To be perfectly fair here, I don’t want to come off as a staunch defender of AWS. It has a number of significant shortcoming, some of which I’ve written about before. By no means is it perfect for everyone and anyone considering deploying a significant presence in there (or any other cloud provider) should do their own research. Having said that, there are enough legitimate criticisms and no need to resort to FUD. I haven’t touched a Radware product in close to a decade, but I do recall that I had good impressions. You could take an Alteon VA and run it in a colo or your datacenter or on a virtualized platform and load balance your cloud presence. That’s a valid approach and may work for a lot of people. However, my guess is that most customers would probably be better off with some detailed technical analysis, performance tests & data and some thought through technical whitepapers and diagrams.

 

Cloud Load Balancing

A complete “straw man” argument made on Radware’s blog. I understand they have to promote and sell their product, but it should be able to (and can) stand on it’s own merits. He is talking about ELB and it’s purported failures, but there are plenty of ELB alternatives (like HAProxy), not to mention multiple strategies for avoiding a single point of failure at the LB.

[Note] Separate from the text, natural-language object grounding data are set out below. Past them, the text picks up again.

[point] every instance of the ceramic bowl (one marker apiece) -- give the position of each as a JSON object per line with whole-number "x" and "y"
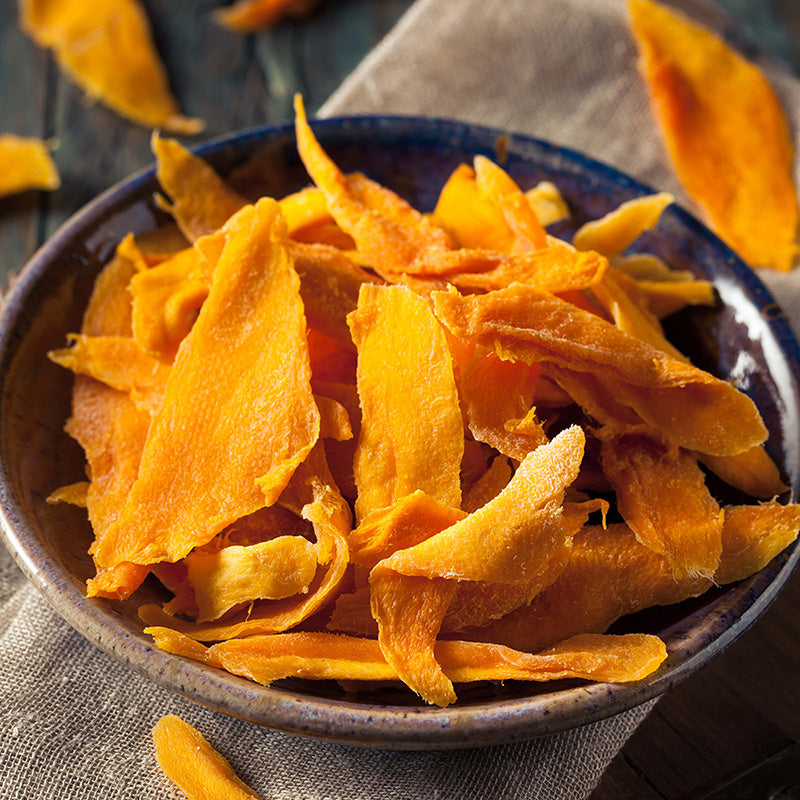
{"x": 744, "y": 338}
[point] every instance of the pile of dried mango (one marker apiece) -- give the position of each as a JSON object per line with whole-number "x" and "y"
{"x": 356, "y": 441}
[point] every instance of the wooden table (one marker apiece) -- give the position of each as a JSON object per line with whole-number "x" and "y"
{"x": 731, "y": 731}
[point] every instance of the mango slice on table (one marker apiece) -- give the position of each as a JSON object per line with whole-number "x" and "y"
{"x": 706, "y": 98}
{"x": 110, "y": 54}
{"x": 26, "y": 163}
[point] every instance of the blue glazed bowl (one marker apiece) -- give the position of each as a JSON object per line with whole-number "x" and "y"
{"x": 744, "y": 338}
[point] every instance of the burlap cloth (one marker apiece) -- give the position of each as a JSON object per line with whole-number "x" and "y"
{"x": 75, "y": 724}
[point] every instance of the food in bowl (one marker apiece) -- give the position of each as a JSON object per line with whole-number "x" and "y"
{"x": 359, "y": 442}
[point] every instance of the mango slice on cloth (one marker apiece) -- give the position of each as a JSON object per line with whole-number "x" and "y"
{"x": 201, "y": 201}
{"x": 706, "y": 97}
{"x": 663, "y": 497}
{"x": 193, "y": 765}
{"x": 238, "y": 414}
{"x": 511, "y": 540}
{"x": 25, "y": 163}
{"x": 110, "y": 54}
{"x": 412, "y": 435}
{"x": 688, "y": 406}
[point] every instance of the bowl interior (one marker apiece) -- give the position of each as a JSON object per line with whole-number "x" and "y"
{"x": 743, "y": 338}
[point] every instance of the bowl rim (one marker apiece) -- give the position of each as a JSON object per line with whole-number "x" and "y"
{"x": 386, "y": 726}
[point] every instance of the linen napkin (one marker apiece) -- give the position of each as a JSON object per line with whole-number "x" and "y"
{"x": 75, "y": 724}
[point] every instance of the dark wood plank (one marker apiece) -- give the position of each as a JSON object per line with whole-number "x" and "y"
{"x": 23, "y": 97}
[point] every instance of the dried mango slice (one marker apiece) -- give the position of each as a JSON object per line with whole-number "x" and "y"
{"x": 627, "y": 306}
{"x": 752, "y": 471}
{"x": 665, "y": 298}
{"x": 271, "y": 570}
{"x": 118, "y": 362}
{"x": 166, "y": 301}
{"x": 614, "y": 232}
{"x": 240, "y": 385}
{"x": 111, "y": 55}
{"x": 329, "y": 286}
{"x": 494, "y": 392}
{"x": 468, "y": 215}
{"x": 193, "y": 765}
{"x": 321, "y": 656}
{"x": 246, "y": 16}
{"x": 412, "y": 434}
{"x": 25, "y": 163}
{"x": 547, "y": 203}
{"x": 555, "y": 268}
{"x": 704, "y": 95}
{"x": 201, "y": 201}
{"x": 334, "y": 419}
{"x": 663, "y": 498}
{"x": 501, "y": 189}
{"x": 488, "y": 486}
{"x": 610, "y": 574}
{"x": 385, "y": 228}
{"x": 523, "y": 323}
{"x": 405, "y": 523}
{"x": 511, "y": 540}
{"x": 312, "y": 492}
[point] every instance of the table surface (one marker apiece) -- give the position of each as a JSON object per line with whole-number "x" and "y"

TripAdvisor’s architecture

A long and a very informative post about what TripAdvisor found out when they tested out AWS for their infrastructure. There are a lot of interesting tidbits in there, some of which are hard to analyze without seeing precise numbers. What I find interesting is that they essentially ported their existing datacenter setup to AWS. Granted, their stated goals were to really look at a cost/performance and not change the operational model. However, in my experience with AWS, simply reusing your datacenter architecture isn’t sufficient and will likely lead to a lot of disappointments. There are couple of things that stood out that would have likely improved their experience:

  • “Cloudwatch/monitoring was sufficient” – that was said with a caveat that it was enough for scaling decisions and detailed monitoring would be more helpful. I would disagree there. Even in their results they didn’t have enough visibility to figure out what was wrong with GC, so they couldn’t see inside the JVM. As far as scaling decisions go, it depends on the complexity of the application and underlying architecture. If you can make the decision simply based on the CPU load of a given instance, then CloudWatch is great. However, in a lot of cases you need far more detail to understand which tier to scale and if that’s even going to help. Also, depending on the availability tolerance of your application, 5 minute intervals might not be good enough.
  • Log collection – that seems to be done in pretty antiquated way and clearly it’s not real time and heavily dependent on local instance storage. Something like Graylog2/Logstack or Flume/Hadoop is far better.
  • Configuration management – they use a custom in-house solution with a naming database. That is usually very difficult to change for historical reasons, but something along the lines of puppet/chef/salt will give better results. The process is somewhat reversed too with an instance responsible for figuring out what it needs to be, though it’s arguable which is the better approach.
  •  Use of ELB – ELB is relatively cheap and pretty fast. Using something like HAProxy would give them far more granularity, visibility and better balancing overall.

In any case, it’s a worthy read if you’re considering AWS.